As a business owner, you are in charge of every aspect right from budgeting to marketing, customer service, and accounting. Bookkeeping is an essential component that enables you to track income and business expenses, which demonstrates profitability. If you have chosen to do it yourself and do not understand the tax implications or bookkeeping software it can lead to numerous issues.

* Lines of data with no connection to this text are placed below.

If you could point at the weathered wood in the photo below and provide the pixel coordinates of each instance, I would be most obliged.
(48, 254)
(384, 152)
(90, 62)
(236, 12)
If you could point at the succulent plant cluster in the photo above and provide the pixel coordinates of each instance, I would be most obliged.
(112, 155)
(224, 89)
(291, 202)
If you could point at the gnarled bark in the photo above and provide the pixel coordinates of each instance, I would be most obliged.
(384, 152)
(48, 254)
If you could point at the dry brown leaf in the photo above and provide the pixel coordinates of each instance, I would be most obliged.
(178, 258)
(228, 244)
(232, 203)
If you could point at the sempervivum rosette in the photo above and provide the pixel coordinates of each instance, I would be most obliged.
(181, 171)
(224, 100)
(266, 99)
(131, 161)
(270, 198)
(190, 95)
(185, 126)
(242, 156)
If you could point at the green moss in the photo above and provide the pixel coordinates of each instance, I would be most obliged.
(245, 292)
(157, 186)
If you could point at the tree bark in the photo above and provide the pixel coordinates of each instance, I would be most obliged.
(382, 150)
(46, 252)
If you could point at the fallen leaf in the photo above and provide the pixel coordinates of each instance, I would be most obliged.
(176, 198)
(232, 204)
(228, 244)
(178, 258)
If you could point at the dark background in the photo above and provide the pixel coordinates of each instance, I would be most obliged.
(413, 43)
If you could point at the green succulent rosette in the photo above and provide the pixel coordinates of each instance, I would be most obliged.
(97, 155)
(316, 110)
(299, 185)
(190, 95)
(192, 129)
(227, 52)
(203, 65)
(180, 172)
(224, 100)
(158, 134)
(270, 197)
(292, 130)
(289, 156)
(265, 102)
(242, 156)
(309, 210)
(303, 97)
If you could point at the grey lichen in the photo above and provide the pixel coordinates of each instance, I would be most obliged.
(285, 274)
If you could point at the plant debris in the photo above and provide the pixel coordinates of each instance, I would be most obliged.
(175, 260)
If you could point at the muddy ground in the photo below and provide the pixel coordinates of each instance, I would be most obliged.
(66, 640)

Poor bookkeeping can lead to a wide range of problems that can bring down your small business. Below are some of the potential problems that have arisen with past clients doing their own bookkeeping.

Poor Business Decisions

Making correct business decisions is imperative to your success. These decisions need to be based on accurate and reliable information. When making decisions about hiring or firing an employee, marketing, or whether you need to acquire new assets or liabilities your current financial health is the best indicator. If you do not have accurate bookkeeping decisions are made on faulty information and are catastrophic to your bottom line.

Late Filing of Your Taxes

Not filing your taxes on time has numerous consequences. Not only are there penalties interest starts to accumulate the date are your original filing was due. In addition, late filing is a red flag with the IRS that can lead to a business adult. Late filing is easy to avoid when your records are accurate and up-to-date before filing.

Destruction of Staff and Client Relationships

Too often a small issue such as not keeping up on your bookkeeping can have costly results. From invoices that were never sent to late fees on bills that are overdue, these mistakes demonstrate that your company has bad bookkeeping principles. These simple mistakes cause a strain on both staff and client relationships and signals a lack of detail and functionality within your operations.